Cuando los discípulos, ya ahora tranquilizados, estuvieron plenamente convencidos del asombroso hecho, ¿no podemos bien imaginar que el pensamiento que se vendría a sus mentes, dominando sobre todos los demás, sería este — «¿Va Él a permanecer ahora con nosotros?» ¿Será la adorable presencia de este Conquistador de la muerte entregada como herencia y don permanente a Su Iglesia? Más aún, «¿Ha llegado ya el tiempo para el tan predicho reinado mesiánico, cuando nosotros, como Sus privilegiados asesores, habremos de sentarnos en doce tronos — las cabezas tribales en una nueva y más bendita teocracia»?

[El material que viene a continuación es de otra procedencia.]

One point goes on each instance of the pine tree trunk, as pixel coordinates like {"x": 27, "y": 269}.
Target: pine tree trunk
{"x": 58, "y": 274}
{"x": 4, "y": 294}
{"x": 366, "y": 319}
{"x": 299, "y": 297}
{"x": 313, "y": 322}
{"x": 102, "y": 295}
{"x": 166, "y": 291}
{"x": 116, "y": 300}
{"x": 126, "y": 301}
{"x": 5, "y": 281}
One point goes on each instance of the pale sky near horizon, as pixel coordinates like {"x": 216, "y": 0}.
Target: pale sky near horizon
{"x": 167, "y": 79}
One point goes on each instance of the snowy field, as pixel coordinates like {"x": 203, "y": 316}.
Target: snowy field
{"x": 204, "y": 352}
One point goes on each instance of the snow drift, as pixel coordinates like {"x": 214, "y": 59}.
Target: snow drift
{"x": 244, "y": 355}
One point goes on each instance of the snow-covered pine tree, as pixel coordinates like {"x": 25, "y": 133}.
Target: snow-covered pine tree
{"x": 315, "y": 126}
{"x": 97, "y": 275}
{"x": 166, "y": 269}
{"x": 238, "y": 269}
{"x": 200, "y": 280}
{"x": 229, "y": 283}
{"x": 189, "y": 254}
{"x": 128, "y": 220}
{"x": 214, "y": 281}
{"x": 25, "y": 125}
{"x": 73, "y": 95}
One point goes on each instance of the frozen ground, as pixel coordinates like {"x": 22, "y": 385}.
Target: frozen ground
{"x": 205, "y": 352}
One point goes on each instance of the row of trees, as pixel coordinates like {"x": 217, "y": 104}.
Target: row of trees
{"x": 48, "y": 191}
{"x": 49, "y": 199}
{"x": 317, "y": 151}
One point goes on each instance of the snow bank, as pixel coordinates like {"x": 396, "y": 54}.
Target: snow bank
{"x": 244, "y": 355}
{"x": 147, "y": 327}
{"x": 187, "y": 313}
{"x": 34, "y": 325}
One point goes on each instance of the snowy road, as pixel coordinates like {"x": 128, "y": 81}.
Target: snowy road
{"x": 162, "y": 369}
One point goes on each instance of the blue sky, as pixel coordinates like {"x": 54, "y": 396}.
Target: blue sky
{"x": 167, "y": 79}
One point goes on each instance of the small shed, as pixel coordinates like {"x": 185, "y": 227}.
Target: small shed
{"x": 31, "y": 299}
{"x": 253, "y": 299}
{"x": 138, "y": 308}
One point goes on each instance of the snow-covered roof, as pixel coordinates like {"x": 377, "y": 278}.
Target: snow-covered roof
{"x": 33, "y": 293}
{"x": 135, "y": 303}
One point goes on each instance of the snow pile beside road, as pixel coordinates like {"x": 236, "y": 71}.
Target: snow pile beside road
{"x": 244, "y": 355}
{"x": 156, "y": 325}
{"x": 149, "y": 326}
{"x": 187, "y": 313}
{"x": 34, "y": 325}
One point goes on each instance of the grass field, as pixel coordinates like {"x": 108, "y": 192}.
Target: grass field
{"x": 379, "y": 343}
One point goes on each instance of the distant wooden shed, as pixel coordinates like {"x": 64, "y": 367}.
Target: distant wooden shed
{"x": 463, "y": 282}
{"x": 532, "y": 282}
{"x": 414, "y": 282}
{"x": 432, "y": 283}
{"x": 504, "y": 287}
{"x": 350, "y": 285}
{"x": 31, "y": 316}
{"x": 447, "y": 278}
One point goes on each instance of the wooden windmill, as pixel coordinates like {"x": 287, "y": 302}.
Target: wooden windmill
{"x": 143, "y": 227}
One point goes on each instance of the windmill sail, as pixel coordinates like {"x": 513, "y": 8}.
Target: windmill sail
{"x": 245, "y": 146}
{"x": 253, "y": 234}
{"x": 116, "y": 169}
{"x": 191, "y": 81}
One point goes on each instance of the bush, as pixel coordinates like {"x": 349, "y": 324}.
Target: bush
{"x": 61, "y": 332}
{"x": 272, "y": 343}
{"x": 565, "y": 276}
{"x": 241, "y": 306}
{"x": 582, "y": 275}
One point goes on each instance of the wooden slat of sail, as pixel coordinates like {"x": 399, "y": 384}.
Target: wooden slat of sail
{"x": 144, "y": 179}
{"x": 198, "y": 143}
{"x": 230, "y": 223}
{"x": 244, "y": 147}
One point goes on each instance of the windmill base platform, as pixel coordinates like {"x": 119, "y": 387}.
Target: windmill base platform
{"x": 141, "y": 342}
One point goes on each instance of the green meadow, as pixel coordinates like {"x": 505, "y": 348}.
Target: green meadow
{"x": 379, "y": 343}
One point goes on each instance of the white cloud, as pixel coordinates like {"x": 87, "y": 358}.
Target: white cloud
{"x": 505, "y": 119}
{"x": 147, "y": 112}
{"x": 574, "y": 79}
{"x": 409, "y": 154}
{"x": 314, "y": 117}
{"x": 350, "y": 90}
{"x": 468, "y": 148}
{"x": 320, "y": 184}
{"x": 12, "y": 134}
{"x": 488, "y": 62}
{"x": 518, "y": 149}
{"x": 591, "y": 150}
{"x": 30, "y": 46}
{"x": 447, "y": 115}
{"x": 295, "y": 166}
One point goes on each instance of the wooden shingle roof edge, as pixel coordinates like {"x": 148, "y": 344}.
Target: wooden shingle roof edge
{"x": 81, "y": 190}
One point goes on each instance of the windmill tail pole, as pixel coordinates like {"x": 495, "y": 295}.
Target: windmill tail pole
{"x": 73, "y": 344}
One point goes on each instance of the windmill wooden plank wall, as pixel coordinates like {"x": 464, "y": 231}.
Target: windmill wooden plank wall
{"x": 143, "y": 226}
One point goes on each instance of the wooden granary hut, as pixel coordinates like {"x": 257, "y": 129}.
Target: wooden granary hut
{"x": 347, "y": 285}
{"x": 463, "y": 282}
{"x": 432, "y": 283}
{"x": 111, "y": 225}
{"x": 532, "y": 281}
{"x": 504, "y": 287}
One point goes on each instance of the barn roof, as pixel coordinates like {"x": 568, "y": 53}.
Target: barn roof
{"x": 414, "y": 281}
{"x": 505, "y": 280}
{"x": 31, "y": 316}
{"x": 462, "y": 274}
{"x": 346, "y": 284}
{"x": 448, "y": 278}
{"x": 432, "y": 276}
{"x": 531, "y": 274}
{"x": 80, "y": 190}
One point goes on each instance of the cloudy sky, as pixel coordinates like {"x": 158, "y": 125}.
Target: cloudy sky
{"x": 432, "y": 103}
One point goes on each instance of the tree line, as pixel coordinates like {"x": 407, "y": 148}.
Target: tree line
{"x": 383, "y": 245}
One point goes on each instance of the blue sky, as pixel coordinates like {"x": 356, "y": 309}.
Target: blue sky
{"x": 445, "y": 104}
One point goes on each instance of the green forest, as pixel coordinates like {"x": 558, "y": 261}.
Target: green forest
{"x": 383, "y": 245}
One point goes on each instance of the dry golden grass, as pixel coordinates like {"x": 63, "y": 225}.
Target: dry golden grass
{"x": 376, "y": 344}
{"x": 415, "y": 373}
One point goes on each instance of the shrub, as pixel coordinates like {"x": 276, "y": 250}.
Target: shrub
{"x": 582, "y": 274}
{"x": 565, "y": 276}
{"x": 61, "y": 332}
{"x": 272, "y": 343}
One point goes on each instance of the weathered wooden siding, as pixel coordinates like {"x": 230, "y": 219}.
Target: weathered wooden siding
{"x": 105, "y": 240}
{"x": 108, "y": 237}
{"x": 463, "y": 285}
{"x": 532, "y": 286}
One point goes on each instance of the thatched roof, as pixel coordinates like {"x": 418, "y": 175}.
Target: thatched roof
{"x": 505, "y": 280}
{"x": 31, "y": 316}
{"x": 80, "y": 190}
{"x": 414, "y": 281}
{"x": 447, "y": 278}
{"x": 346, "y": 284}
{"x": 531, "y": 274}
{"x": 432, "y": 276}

¡No! Extraño y desconcertante, sin duda, debió de ser el primer mensaje que el Resucitado les envía. Él manda a la desconsolada y llorosa María que seque sus propias lágrimas y las de ellos, pero no con la alegradora seguridad de que Él va a permanecer para siempre en medio de ellos, como Amigo y Guía, para alentarlos con Su comunión y animarlos con los acentos de Su voz viviente. Más bien les envía el anuncio inesperado — de que debe dejarlos pronto — «Ve a Mis hermanos, y diles: Subo a Mi Padre y a su Padre, a Mi Dios y a su Dios.» En consecuencia, según se describe minuciosamente en el relato sagrado, tras permanecer con Su naciente Iglesia durante cuarenta días posteriores a Su resurrección — brindando así a Sus seguidores amplio tiempo y oportunidad para que sus convicciones se afianzasen, sobre evidencia irrefutable, respecto a la realidad de aquel gran acontecimiento — y tras dar todas las instrucciones necesarias relativas a la proclamación de Su Evangelio y la extensión de Su Iglesia y reino, el Divino Maestro condujo a Sus discípulos más privilegiados «hasta Betania, y alzando Sus manos los bendijo — y aconteció que, bendiciéndolos, fue apartado de ellos y llevado al cielo».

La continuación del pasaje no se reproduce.